Here, message is declared outside the function, so display() can access and print it, and it’s also accessible after the function call in the global context. Simply reading a global variable inside a function is fine. However, assigning to a variable inside a function will, by default, create a new local variable rather than affecting a global variable of the same name.

Local vs. Global with Same Name: If you have a global variable and a local variable with the same name, the local variable shadows the global one inside the function. The function will see only its local version, and the global variable remains unchanged. For instance:

x = 100  # global x
def f():
    x = 42  # local x (shadows global x)
    print("inside f, x =", x)

f()           
print("global x =", x)

This will output inside f, x = 42 and then global x = 100. Inside f(), when we do x = 42, Python creates a new local variable x (this does not affect the global x). Thus, printing x inside gives 42, but outside, x is still 100.

Modifying Global Variables from Inside a Function: By default, you cannot assign to a global variable inside a function without explicitly telling Python that it’s global. If you try, Python will treat the assignment as creating a new local variable, which often isn’t what you intended and can lead to an error if you simultaneously try to read the global variable. Consider:

count = 10        # a global variable
def increment():
    count = count + 1   # attempt to modify global count (ERROR!)
    print("Inside function, count =", count)

increment()

This results in an UnboundLocalError complaining that the local variable count is referenced before assignment. The moment we assign count = count + 1 inside the function, Python assumes count is a new local variable in increment.

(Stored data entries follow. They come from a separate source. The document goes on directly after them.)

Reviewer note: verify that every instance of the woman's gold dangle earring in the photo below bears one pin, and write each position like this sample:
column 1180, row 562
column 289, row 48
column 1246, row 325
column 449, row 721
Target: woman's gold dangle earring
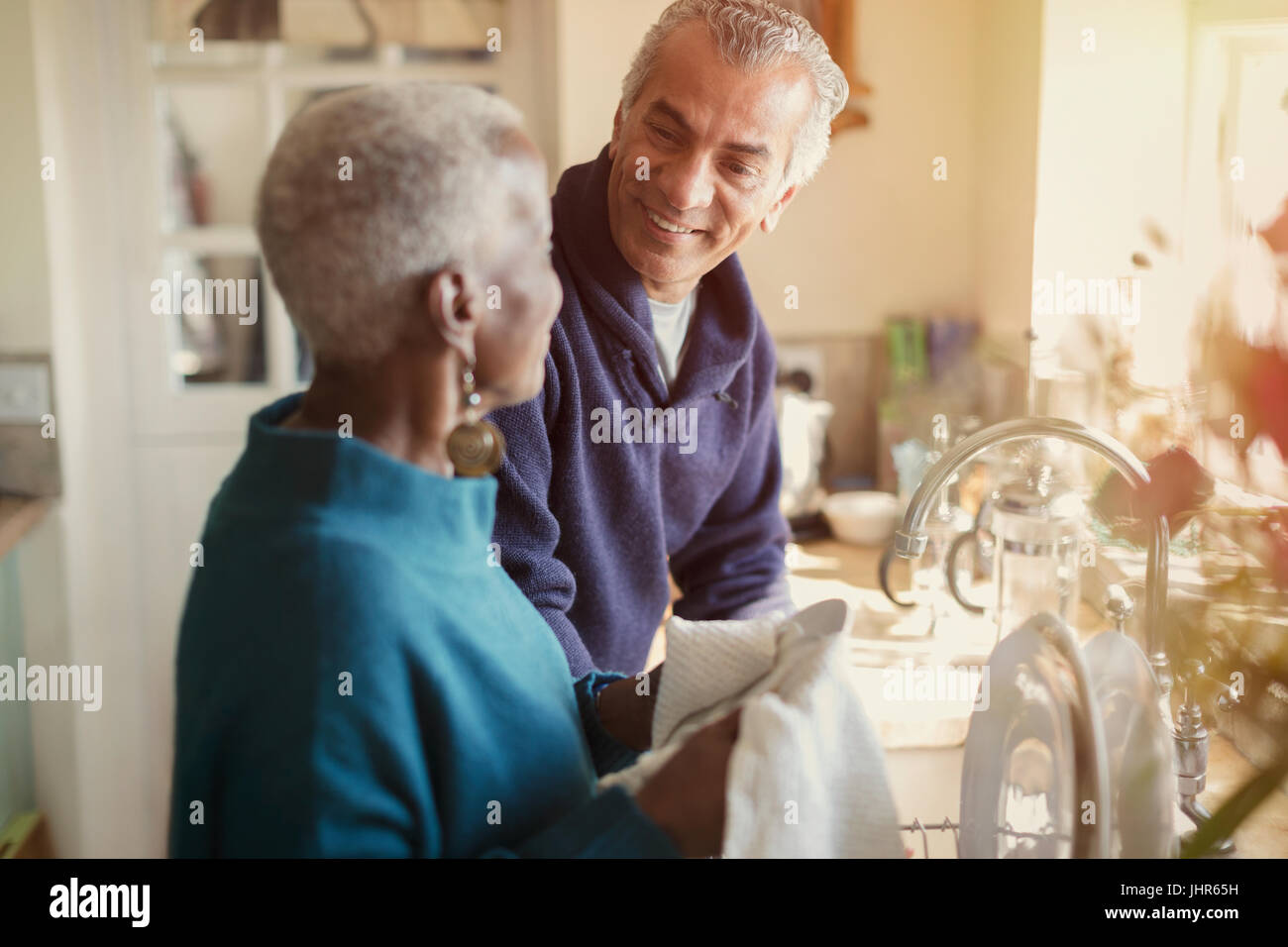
column 476, row 446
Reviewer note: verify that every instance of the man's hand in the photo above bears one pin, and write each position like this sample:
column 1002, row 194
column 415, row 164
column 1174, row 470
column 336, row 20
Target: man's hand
column 626, row 709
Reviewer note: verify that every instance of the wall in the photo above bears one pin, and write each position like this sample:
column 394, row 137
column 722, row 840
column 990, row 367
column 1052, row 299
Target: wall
column 1009, row 73
column 24, row 266
column 1112, row 149
column 595, row 43
column 874, row 235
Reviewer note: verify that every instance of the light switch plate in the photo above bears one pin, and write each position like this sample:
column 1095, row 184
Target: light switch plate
column 25, row 392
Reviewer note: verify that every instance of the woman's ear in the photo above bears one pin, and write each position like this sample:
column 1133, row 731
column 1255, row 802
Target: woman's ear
column 452, row 312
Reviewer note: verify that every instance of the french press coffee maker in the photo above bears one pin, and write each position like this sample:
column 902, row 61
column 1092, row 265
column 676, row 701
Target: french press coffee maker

It has no initial value (and we’re trying to use its current value on the right side of =, hence the error).

The global keyword: To modify a global variable inside a function, you must declare it as global in that function. Using the global keyword tells Python “don’t create a new local variable, use the existing global variable of this name.” For example:

total = 0   # global variable
def add_to_total(amount):
    global total        # declare that we mean the global 'total'
    total = total + amount  # now this will modify the global variable
    print("Inside function, total =", total)

add_to_total(5)    # Inside function, total = 5
print("Outside, total =", total)  # Outside, total = 5

In this code, by declaring global total inside the function, the assignment total = total + amount updates the global variable total rather than creating a local one. After calling add_to_total(5), the global total has changed from 0 to 5. Use global carefully – it makes your function depend on external state. In many cases, it’s better practice to return values from functions and assign them to globals outside, rather than modifying globals directly.

Nonlocal variables: Python also has a nonlocal keyword for nested functions (when a function is defined inside another function) to modify variables in the outer (enclosing) function’s scope. This is a more advanced topic not needed for basic function use, but just be aware it exists for completeness.

Summary of Scope: By default, assignments inside a function create local variables. You can access global variables inside a function for reading, but to assign to a global variable from within a function, declare it with global. Local and global variables of the same name are different variables. Understanding scope helps prevent bugs – for example, accidentally using a global variable when you intended to use a local one (or vice versa). It’s often best to minimize reliance on global variables and instead pass needed values into functions and return results, which makes the functions easier to reuse and test.